21 Aug 2000 Telsa   » (Master)

Updated the GNOME FAQ. 21 names in the contributors now. Woo! I really need to sit down and work out how I mark up and fill in the right bits for the GNU docs licence, and then it goes into maintenance mode, with luck. Because it's not currently on the main GNOME pages, just in CVS, shoved a version onto my [edited to remove dead site] pages, and started weeding out potentially useful threads from a far-too-full folder of messages saved from gnome-devel-list so that someone else can provide the answers and drake can do the developer FAQ.

Talked to jdub and terral about whether developers and users have any shared understanding of what makes a useful bug report (frankly, I just guess) or how much work you can actually expect a "switched new computer on, started exciting free OS up, something broke, now what?" person to do digging for relevant information.

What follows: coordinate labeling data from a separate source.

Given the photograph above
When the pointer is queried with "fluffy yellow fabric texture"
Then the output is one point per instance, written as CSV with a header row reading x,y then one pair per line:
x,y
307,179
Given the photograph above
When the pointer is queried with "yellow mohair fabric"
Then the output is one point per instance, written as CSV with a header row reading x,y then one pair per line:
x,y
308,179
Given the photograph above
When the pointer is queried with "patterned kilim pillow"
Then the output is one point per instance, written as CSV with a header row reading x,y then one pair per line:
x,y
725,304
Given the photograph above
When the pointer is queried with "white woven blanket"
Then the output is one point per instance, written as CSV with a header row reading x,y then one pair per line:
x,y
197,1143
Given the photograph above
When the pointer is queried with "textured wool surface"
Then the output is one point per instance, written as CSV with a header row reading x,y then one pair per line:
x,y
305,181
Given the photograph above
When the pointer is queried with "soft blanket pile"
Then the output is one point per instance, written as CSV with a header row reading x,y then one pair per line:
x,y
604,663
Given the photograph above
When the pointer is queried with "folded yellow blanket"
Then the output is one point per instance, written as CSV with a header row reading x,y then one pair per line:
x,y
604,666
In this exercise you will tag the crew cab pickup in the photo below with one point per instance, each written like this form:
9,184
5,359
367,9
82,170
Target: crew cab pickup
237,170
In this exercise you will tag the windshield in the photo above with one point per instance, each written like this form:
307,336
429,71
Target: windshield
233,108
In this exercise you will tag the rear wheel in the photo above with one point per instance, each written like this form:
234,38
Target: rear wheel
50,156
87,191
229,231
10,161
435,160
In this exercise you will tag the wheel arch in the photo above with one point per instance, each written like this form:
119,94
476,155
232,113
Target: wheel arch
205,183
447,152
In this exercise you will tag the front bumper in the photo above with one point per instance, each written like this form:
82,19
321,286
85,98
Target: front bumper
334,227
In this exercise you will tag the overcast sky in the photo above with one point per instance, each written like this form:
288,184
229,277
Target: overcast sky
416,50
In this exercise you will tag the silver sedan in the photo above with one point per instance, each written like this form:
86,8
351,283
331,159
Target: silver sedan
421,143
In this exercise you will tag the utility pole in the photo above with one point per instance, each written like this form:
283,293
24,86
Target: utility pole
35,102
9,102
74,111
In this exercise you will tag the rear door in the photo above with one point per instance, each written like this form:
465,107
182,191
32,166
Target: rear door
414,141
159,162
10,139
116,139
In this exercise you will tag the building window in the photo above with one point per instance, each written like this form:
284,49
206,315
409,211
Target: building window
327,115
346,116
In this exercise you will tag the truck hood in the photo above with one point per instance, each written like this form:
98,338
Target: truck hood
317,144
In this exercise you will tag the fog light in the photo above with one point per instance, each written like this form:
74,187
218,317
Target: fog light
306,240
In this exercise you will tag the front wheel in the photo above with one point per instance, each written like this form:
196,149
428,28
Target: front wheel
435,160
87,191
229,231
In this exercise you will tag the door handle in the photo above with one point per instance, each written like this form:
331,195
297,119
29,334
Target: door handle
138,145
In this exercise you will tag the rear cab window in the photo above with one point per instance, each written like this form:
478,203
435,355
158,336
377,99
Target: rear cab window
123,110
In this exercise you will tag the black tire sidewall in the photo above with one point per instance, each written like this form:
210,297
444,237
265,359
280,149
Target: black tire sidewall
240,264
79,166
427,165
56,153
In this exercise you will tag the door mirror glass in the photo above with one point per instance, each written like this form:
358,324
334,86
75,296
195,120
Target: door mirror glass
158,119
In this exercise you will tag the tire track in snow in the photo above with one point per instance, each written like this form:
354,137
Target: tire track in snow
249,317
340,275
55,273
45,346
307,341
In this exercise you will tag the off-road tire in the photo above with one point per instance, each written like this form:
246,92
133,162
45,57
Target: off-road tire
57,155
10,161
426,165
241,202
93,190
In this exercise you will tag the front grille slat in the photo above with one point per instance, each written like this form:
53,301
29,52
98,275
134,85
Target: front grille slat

Wondered whether getting a bunch of people who fix bugs, resolve them in the BTSs, or send in patches and people who find them and try to report them together in the same room would help, and considered attempting this in Australia (because I'm going there, apparently, in January). Started thinking about ways to get some useful info before that. This is mostly spawned by a thread about "help! bugs.gnome.org is feeling full!" on one of the GNOME lists and the different attitudes to different... um... styles, shall we say, of reporting bugs.

Saw glenn's comments about "some people were a bit rude but I coped" and it reminded me that I need to flame pointlessly about people flaming pointlessly. Or something. Another on the to-do pile. Basically, I don't like a lot of the forms of what pass for communication on the web and net today, and I think more people need to think about how they are coming across and whether someone who is paying by the minute for their access really needs to be flamed when they ask a question. It's possible to explain "this is the wrong place for this" without some of the more obnoxious comments I see. At least, I hope it is. If this is the example we set people arriving now, we're going to regret it when they pass it on to the next generation to arrive and we'll be complaining about "youth of today... no respect...grumble grumble..." and next thing it'll be "bring back national service" and I'll be voting for the tories or something. And that would be bad, really it would. Especially because the aforementioned next generation will outnumber us substantially...

Lots of people are talking about LWE, which apparently claims it's the biggest Linux show. Not that I have seen reliable numbers, but I suspect this will surprise the LinuxTag folks. LinuxTag actually sounds to have been more fun, and that's not just because of the parties, truly.

Lots of people seem to have completely missed the point of the GNOME Foundation. But then, I had the advantage not only of the press reports but of seeing raph type in the summary of the RA broadcast of the thing for we bandwidth-challenged types. (Wow, he's a fast typer.) The press missed out Miguel's comments about GNOME being about people, and by individuals all over the world, completely. Of course, I could have missed the point of the Foundation, too, but my take's at least more optimistic :)

I was going to applaud thomasq for his mention of rugby, but I just saw that he missed Wales out of great rugby nations, so I'm going to sulk instead.

Long entry, but then I seem to be making them once a month, so you can live in peace for a bit. I do actually have a couple of potential article/rambles in the pipeline, but most things in that pipeline seem to get stuck half-way along. Oh well.